A group of Allstate Corp. insurance carriers has filed suit against a Texas pain management company and its affiliated clinics, accusing them of inflating medical bills tied to auto accident injury claims through unnecessary treatments and fraudulent billing practices, according to BestWire.
The complaint, filed in the U.S. District Court for the Northern District of Texas, names Foundation Physicians Group Inc. as the lead defendant.
Allstate claims the clinics billed more than $1.7 mn between 2019 and 2023 for “unreasonable and medically unnecessary” exams and injection procedures.
According to the lawsuit, personal injury attorneys allegedly funneled auto accident victims to the clinics, where legal offices – not doctors – dictated patient care.
Allstate said one of the physicians split fees with “laypersons and entities,” receiving a share of settlements routed through lawyers who paid the clinics.
Beginning in 2019, the clinics reportedly relied on a handful of part-time doctors while nurse practitioners handled most patient evaluations and decisions on procedures.
Allstate said that arrangement violated Texas law and left physicians effectively out of the loop. The lawsuit claims no doctors reviewed or approved injection procedures ordered by nurse practitioners.
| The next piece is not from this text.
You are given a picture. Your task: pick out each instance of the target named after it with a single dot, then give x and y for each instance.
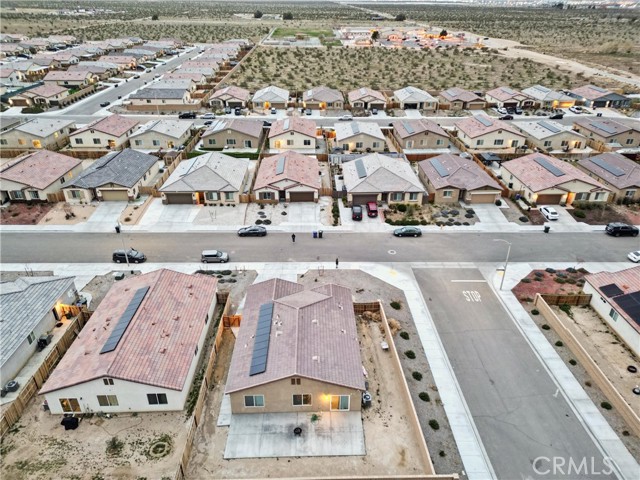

In a separate state court case, employees testified that personal injury lawyers had to authorize every injection and diagnostic test.
Foundation, the filing notes, also failed to produce key medical records during that proceeding – including anesthesia notes, pre- and post-op reports, and fluoroscopic imaging. A Foundation physician later testified that the imaging files “were not retained.”
Allstate is invoking the Racketeer Influenced and Corrupt Organizations Act (RICO), seeking treble damages of $5.2 mn plus legal fees and court costs.
We think this case cuts straight into the murky intersection of medical billing and personal injury law – where legal referrals, clinical autonomy, and profit motives collide. If Allstate proves its claims, this could reset how carriers challenge coordinated billing networks across the state.